Voilà voilà pour aujourd'hui =) Bonne lecture :)
« Vous savez que je suis légilimens n'est-ce pas ? »
Hermione s'était attendue à la fin du rêve… mais pas au début du cauchemar.
Elle mit bien trente secondes à comprendre ce que son professeur venait de lui murmurer à l'oreille. Lorsque la lumière se fit dans son esprit pourtant, elle réagit avec une rapidité étonnante, une brusquerie qui étonna même le professeur Rogue.
Elle s'était brutalement écartée de lui, avait desserré leur étreinte. Elle se tenait désormais à plus d'un mètre d'écart, comme si les paroles du maître des potions l'avaient littéralement giflée. Horrifiée, elle sentait ses joues devenir écarlates, si bien qu'elle les sentait brûler sous le regard de son cavalier. Un terme qu'elle n'oublierait pas de si tôt.
Elle resta plantée là, en plein milieu de la salle, sans que personne ne la remarque pour autant. Elle regardait partout… partout sauf dans les yeux de l'homme qu'elle aimait. C'était clair désormais, et la révélation de son désir n'en rendait la conclusion que plus douloureuse.
Dans un réflexe désespéré d'échapper au regard noir de Snape, elle chercha Harry des yeux, priant corps et âme pour qu'il n'ait rien remarqué. Il était toujours dans les bras de Ginny, et Hermione se rendit compte qu'elle s'en fichait royalement. C'était sans doute le choc de ce qui venait de lui arriver… mais plus probablement le fait qu'elle n'ait jamais vu Harry comme son petit ami.
Réalisant soudain qu'elle n'avait pas bougé d'un cil et que Severus la fixait toujours, d'un regard parfaitement indéchiffrable, elle eut le réflexe le plus naturel – et le plus idiot aussi – qu'un être humain aurait pu avoir dans cette situation : elle s'enfuit.
Courant à toutes jambes dans la Grande Salle, elle attira bien malgré elle les regards de certains élèves, mais Merlin ayant eu pitié d'elle, aucun de ses trois amis ne la remarqua. Severus la suivit du regard, toujours planté là sur la piste de danse, proprement abasourdi par la scène qui venait de se dérouler sous ses yeux.
Bien sur son visage était impassible, ses traits peut-être légèrement tendus mais rien de plus. Seuls ses yeux donnaient la preuve du chamboulement intérieur que cette simple danse avait provoqué.
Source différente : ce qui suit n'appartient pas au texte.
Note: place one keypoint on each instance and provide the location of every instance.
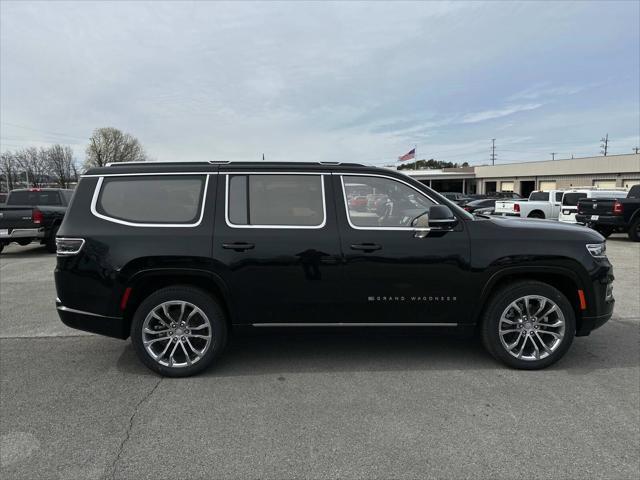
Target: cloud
(503, 112)
(316, 81)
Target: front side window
(272, 200)
(382, 202)
(572, 199)
(151, 199)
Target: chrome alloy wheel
(176, 334)
(531, 327)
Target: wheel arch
(146, 282)
(565, 280)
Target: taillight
(617, 208)
(68, 246)
(36, 216)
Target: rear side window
(28, 197)
(273, 200)
(163, 200)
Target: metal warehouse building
(524, 177)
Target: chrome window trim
(96, 194)
(144, 174)
(346, 204)
(273, 227)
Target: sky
(302, 81)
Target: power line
(43, 131)
(604, 145)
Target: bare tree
(8, 170)
(60, 164)
(33, 163)
(110, 145)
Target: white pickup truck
(539, 205)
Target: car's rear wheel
(634, 230)
(178, 331)
(528, 325)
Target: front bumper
(22, 233)
(92, 322)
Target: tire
(634, 230)
(499, 312)
(604, 231)
(50, 243)
(171, 354)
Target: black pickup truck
(33, 214)
(609, 215)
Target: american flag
(410, 155)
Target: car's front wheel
(178, 331)
(528, 325)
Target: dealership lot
(76, 405)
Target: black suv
(177, 255)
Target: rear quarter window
(157, 200)
(50, 198)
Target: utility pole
(493, 151)
(604, 146)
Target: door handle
(238, 246)
(366, 247)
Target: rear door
(392, 277)
(277, 243)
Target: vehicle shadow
(614, 346)
(27, 251)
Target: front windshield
(572, 199)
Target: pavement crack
(124, 441)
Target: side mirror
(438, 218)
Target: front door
(277, 241)
(391, 276)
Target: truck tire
(634, 230)
(50, 242)
(604, 231)
(528, 325)
(178, 331)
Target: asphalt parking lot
(75, 405)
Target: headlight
(597, 249)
Sachant pertinemment qu'Albus lirait tout aussi facilement dans ses yeux que dans son esprit, il se retira à son tour, plus discrètement que sa partenaire.
Hermione se sentait totalement perdue, elle s'était même dirigée vers le dortoir des Gryffondors, ne se rendant compte qu'une fois parvenue au sixième étage qu'elle n'y vivait plus. Et pourtant ce soir la salle commune, son dortoir, son lit, ses amies là bas… toute cette ambiance avait un côté rassurant. Comment pourrait-elle parvenir un jour à dormir dans la chambre juste à côté de celle de celui aux yeux de qui elle venait de se ridiculiser ?
Impossible. Pourtant la solitude, le silence de ses appartements étaient sans conteste un élément qu'elle devait prendre en compte… elle ne supporterait pas les réflexions, les questions et les regards interrogateurs des Gryffondors… de Ginny.
Elle était véritablement empêtrée jusqu'au cou dans de la bouse d'Hyppogriffe. Merlin, et Harry dans cette histoire ? Elle avait été tellement prise – absorbée pour être exact – dans cette stupide danse qu'elle en avait oublié son meilleur ami, ses projets de rupture… ses sentiments… son cœur.
Complètement paniquée, elle se mit à blâmer tous ceux qui lui venaient à l'esprit. Harry qui était parti danser avec Ginny, Ron qui ne l'avait pas invité, et Dumbledore surtout ! Lui et ses idées toutes plus folles les unes que les autres. Comment avait-il osé faire ça ? Et ce satané chanteur qui avait entamé un slow ! Dans un gémissement, elle crut un instant que le destin s'était acharnée sur elle. Chassant ces pensées – légèrement – trop dramatiques, elle se concentra sur sa priorité : où allait-elle, où devait-elle dormir ?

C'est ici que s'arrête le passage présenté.